Milan Kučan | |
---|---|
1st President of Slovenia | |
In office 8 October 1991 – 22 December 2002 |
|
Prime Minister |
Lojze Peterle Janez Drnovšek Andrej Bajuk Janez Drnovšek Anton Rop |
Preceded by | Position established |
Succeeded by | Janez Drnovšek |
Personal details | |
Born |
Križevci, Drava Banovina, Kingdom of Yugoslavia |
14 January 1941
Spouse(s) | Štefka Kučan |
Religion | Lutheran |
Milan Kučan (pronounced [ˈmíːlaŋ ˈkúːt͡ʃan]; born 14 January 1941) is a Slovenian politician and statesman who was the first President of Slovenia from 1991 to 2002.
Milan Kučan, one of five children, was born in a Lutheran teachers' family. He was raised in the village of Križevci, located in the largely agrarian border region of Prekmurje in the Drava Banovina of the Kingdom of Yugoslavia (present-day Slovenia). His father Koloman died during World War II. Kučan's family spent World War II in occupied Serbia, where over 58,000 other Slovenes were resettled from Slovenia by the Nazis.

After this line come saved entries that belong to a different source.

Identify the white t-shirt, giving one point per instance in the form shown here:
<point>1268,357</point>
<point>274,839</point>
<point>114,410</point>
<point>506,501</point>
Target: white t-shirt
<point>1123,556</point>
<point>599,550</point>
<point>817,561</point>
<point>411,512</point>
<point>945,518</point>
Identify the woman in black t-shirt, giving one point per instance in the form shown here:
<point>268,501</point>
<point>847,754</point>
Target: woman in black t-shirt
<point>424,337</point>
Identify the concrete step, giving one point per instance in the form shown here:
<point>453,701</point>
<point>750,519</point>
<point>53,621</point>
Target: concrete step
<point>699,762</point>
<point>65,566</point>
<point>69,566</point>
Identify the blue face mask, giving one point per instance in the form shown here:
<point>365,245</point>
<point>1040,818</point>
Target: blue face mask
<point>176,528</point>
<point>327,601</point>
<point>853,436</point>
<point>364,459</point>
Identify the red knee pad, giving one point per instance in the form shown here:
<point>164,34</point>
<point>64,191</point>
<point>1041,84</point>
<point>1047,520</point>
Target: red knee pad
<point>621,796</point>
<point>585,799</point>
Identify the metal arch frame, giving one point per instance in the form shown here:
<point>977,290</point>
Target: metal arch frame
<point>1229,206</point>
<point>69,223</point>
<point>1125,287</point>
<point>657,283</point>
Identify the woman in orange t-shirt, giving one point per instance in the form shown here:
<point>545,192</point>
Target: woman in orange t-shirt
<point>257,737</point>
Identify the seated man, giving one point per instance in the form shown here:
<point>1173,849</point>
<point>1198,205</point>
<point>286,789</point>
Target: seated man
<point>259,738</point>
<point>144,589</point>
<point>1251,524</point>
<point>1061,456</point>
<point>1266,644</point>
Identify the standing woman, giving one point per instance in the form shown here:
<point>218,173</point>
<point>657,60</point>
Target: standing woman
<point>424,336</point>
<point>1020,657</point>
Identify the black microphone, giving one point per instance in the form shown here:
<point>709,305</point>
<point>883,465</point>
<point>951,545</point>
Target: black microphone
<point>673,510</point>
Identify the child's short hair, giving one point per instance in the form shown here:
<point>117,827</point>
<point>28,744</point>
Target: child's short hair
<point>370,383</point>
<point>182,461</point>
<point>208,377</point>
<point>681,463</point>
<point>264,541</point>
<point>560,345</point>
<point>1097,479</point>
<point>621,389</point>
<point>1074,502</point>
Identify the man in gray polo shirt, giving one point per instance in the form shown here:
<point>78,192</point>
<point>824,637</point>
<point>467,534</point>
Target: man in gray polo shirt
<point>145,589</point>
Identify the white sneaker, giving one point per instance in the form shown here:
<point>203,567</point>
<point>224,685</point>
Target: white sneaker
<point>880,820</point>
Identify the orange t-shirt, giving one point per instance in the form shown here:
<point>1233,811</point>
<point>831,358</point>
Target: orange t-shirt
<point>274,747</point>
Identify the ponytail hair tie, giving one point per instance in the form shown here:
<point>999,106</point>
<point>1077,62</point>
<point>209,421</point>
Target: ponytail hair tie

Milan Kučan later studied law at the University of Ljubljana and soon became involved in the Communist political organizations of the time. In 1968, he became the president of the Slovene Youth Association, then secretary of the Socialist Alliance of the Working People of Slovenia (a central organization, created to unite all civil society associations under one roof) between 1974 and 1978. He rose to speaker of the National Assembly in 1978, and in 1982 he became representative for the Slovene Communists in the League of Communists of Yugoslavia's Central Committee in Belgrade.

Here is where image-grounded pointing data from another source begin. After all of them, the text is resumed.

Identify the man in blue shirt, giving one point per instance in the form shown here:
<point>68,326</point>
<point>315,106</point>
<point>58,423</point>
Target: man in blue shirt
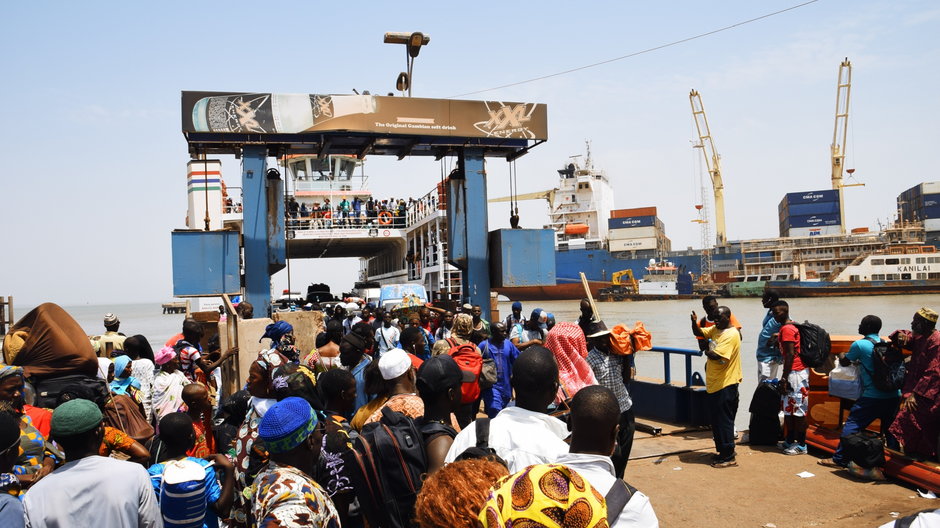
<point>769,360</point>
<point>874,403</point>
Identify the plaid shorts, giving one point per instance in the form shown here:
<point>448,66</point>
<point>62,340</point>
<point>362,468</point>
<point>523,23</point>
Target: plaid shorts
<point>796,401</point>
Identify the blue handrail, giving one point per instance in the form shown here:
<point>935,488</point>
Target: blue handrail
<point>667,372</point>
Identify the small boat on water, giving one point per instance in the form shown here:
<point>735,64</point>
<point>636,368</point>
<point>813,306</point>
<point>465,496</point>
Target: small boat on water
<point>827,413</point>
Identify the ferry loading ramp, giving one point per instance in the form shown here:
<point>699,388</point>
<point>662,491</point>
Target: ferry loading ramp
<point>255,126</point>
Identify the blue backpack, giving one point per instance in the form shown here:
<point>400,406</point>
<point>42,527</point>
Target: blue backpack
<point>183,494</point>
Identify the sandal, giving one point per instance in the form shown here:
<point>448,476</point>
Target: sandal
<point>828,462</point>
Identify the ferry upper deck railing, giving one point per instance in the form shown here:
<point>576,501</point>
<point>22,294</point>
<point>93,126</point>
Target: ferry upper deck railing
<point>667,371</point>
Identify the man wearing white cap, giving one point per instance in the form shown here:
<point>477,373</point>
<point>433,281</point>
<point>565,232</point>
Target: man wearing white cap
<point>399,374</point>
<point>351,317</point>
<point>111,339</point>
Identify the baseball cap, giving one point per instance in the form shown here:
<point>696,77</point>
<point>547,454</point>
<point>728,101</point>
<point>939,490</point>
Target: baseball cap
<point>394,363</point>
<point>441,372</point>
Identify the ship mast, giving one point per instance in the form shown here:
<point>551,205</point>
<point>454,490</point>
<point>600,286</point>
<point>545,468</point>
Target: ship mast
<point>840,134</point>
<point>712,162</point>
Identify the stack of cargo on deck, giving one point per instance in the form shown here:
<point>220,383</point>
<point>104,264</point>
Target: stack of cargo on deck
<point>810,213</point>
<point>637,229</point>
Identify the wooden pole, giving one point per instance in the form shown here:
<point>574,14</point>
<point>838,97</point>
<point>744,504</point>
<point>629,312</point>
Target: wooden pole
<point>587,293</point>
<point>230,374</point>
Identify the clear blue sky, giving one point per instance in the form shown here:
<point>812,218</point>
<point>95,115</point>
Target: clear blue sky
<point>94,165</point>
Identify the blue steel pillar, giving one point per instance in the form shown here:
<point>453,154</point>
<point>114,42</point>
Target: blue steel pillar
<point>468,229</point>
<point>255,228</point>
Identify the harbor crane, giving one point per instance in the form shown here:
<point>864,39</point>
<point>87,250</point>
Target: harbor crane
<point>840,136</point>
<point>712,162</point>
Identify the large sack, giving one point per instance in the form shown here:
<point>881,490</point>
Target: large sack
<point>50,344</point>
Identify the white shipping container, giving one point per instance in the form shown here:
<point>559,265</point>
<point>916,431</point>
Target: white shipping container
<point>930,187</point>
<point>633,244</point>
<point>632,232</point>
<point>932,224</point>
<point>658,288</point>
<point>814,231</point>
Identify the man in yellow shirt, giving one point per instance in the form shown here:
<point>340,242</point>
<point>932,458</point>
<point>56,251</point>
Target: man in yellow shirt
<point>722,377</point>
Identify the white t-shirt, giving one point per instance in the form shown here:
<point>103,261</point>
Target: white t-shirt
<point>599,471</point>
<point>525,334</point>
<point>519,436</point>
<point>94,491</point>
<point>387,338</point>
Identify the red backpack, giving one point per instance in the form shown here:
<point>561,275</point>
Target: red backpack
<point>469,359</point>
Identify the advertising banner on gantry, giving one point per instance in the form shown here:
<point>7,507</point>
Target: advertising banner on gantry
<point>266,113</point>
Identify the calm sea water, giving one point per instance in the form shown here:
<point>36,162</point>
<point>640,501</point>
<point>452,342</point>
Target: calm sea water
<point>667,321</point>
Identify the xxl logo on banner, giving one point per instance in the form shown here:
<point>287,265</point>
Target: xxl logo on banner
<point>507,121</point>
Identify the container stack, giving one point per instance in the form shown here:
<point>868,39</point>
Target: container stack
<point>810,213</point>
<point>637,229</point>
<point>921,204</point>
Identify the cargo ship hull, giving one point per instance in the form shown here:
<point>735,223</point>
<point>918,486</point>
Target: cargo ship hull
<point>834,289</point>
<point>559,292</point>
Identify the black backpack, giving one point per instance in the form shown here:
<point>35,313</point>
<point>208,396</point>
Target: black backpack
<point>815,345</point>
<point>887,366</point>
<point>385,468</point>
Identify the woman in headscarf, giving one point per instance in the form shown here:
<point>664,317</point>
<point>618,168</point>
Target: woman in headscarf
<point>142,369</point>
<point>459,335</point>
<point>568,345</point>
<point>247,452</point>
<point>168,384</point>
<point>124,382</point>
<point>35,459</point>
<point>105,369</point>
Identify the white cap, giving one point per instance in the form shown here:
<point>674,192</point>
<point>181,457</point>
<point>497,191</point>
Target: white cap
<point>394,363</point>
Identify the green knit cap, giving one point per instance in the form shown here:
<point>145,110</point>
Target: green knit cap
<point>75,417</point>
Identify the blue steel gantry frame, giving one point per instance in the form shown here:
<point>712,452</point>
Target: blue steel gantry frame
<point>263,214</point>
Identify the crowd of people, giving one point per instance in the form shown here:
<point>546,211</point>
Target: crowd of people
<point>909,414</point>
<point>426,418</point>
<point>391,212</point>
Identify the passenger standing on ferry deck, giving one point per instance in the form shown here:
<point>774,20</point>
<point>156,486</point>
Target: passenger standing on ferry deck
<point>443,331</point>
<point>351,317</point>
<point>524,434</point>
<point>516,316</point>
<point>504,355</point>
<point>722,377</point>
<point>613,371</point>
<point>594,417</point>
<point>479,323</point>
<point>353,357</point>
<point>190,353</point>
<point>530,333</point>
<point>874,404</point>
<point>918,422</point>
<point>111,339</point>
<point>710,305</point>
<point>387,336</point>
<point>90,490</point>
<point>769,359</point>
<point>794,382</point>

In 1986, he became the leader of the League of Communists of Slovenia. At that time, liberal and democratic sentiment started to grow in Slovenia, as opposed to the political atmosphere of Belgrade and Serbia under Slobodan Milošević. Advocating in favour of human rights and European democratic values and principles, Kučan, his party and Slovenia faced increasingly severe political confrontations with Belgrade and Serbia. On 23 January 1990, Kučan and the Slovene delegation left the Party Congress. This led to the collapse of the League of Communists of Yugoslavia, one of the pillars of the political system of the Socialist Yugoslavia.